In all cases, the input magnetic field must vary in such a way that the maximum input can always exceed the maximum rated value for B_OP and that the minimum field when the magnet is withdrawn is less than the minimum rated value for B_RP. This helps to eliminate risk that a device with an edge condition functions abnormally. In the case of reed switches, the actual construction of the switch can create zones of operation that result from how the individual reeds channel the magnetic field. This can include the possiblity of inadvertent switching zones that are harder to predict without guidance from the manufacturer.

Another challenge to consider when designing with reed switches is that they can experience debounce, which is the result of an elastic collision where the two reeds separate after coming into contact with each other. The debounce extends the settling time of the signal, and can affect transmission integrity if not handled appropriately. The opening and closing of these mechanical contacts can also cause wear and tear over time leading to an eventual failure in the switching mechanism.
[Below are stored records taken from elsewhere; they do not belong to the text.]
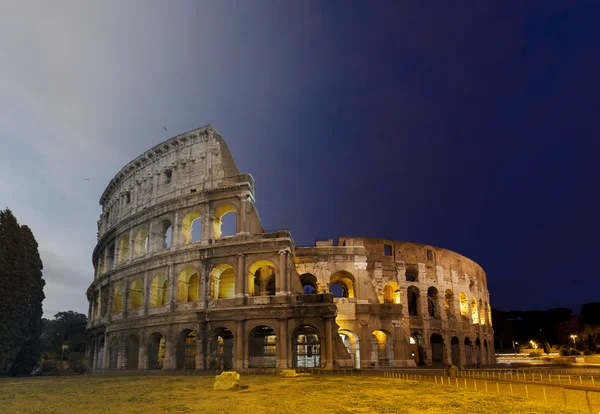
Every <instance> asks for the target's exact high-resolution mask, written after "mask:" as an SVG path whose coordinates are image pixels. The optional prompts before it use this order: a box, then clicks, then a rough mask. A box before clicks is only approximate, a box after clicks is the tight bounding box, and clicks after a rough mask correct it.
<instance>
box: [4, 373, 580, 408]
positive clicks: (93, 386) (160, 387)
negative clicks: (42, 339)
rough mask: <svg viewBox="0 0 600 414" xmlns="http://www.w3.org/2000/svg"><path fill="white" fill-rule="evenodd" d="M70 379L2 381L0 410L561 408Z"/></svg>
mask: <svg viewBox="0 0 600 414" xmlns="http://www.w3.org/2000/svg"><path fill="white" fill-rule="evenodd" d="M213 382H214V377H205V376H183V375H152V376H141V375H140V376H118V375H117V376H70V377H41V378H26V379H12V378H5V379H0V412H2V413H95V412H107V411H110V412H117V413H163V412H200V413H288V414H292V413H311V414H317V413H423V412H427V413H462V414H470V413H503V414H504V413H527V414H531V413H567V412H569V411H564V410H562V409H561V408H560V407H556V408H554V407H553V406H544V405H540V404H537V403H532V402H528V401H523V400H522V399H520V398H513V397H505V396H497V395H486V394H482V393H478V392H476V391H465V390H461V389H458V388H452V387H447V386H437V385H435V384H427V383H418V382H413V381H405V380H400V379H384V378H374V377H373V378H371V377H347V376H346V377H344V376H342V377H335V376H334V377H323V376H319V377H297V378H279V377H276V376H258V377H254V376H246V377H244V376H243V377H242V385H247V386H248V388H247V389H242V390H239V391H213V389H212V386H213Z"/></svg>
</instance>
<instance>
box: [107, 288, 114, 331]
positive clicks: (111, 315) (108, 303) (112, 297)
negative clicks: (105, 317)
mask: <svg viewBox="0 0 600 414" xmlns="http://www.w3.org/2000/svg"><path fill="white" fill-rule="evenodd" d="M106 290H107V291H108V309H107V310H106V317H107V320H108V322H110V321H112V306H113V294H112V291H111V290H112V289H111V286H110V285H109V286H107V287H106Z"/></svg>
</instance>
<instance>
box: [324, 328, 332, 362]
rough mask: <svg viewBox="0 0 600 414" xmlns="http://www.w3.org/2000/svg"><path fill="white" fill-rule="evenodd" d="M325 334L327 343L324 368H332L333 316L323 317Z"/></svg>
mask: <svg viewBox="0 0 600 414" xmlns="http://www.w3.org/2000/svg"><path fill="white" fill-rule="evenodd" d="M325 335H326V338H327V339H326V344H327V359H326V361H325V367H326V368H329V369H331V368H333V318H325Z"/></svg>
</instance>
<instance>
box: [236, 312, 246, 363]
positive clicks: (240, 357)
mask: <svg viewBox="0 0 600 414" xmlns="http://www.w3.org/2000/svg"><path fill="white" fill-rule="evenodd" d="M244 342H245V341H244V321H237V322H236V326H235V349H234V354H233V369H234V370H236V371H239V370H241V369H242V368H244V365H245V364H244Z"/></svg>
The amount of switching cycles that it takes to break a reed switch depends on the construction and the load applied to the switch. For higher loads, this breaking point can be between 100,000 and 1,000,000 switch cycles.

A final mechanical consideration with reed switches is that the switches construction prohibits them from being handled as easily as packaged Hall-effect or TMR sensors. In many cases, the enclosure prohibits surface mount installation using standard assembly procedures with a pick and place machine and solder reflow. Care must be taken to not damage the enclosure during the assembly process.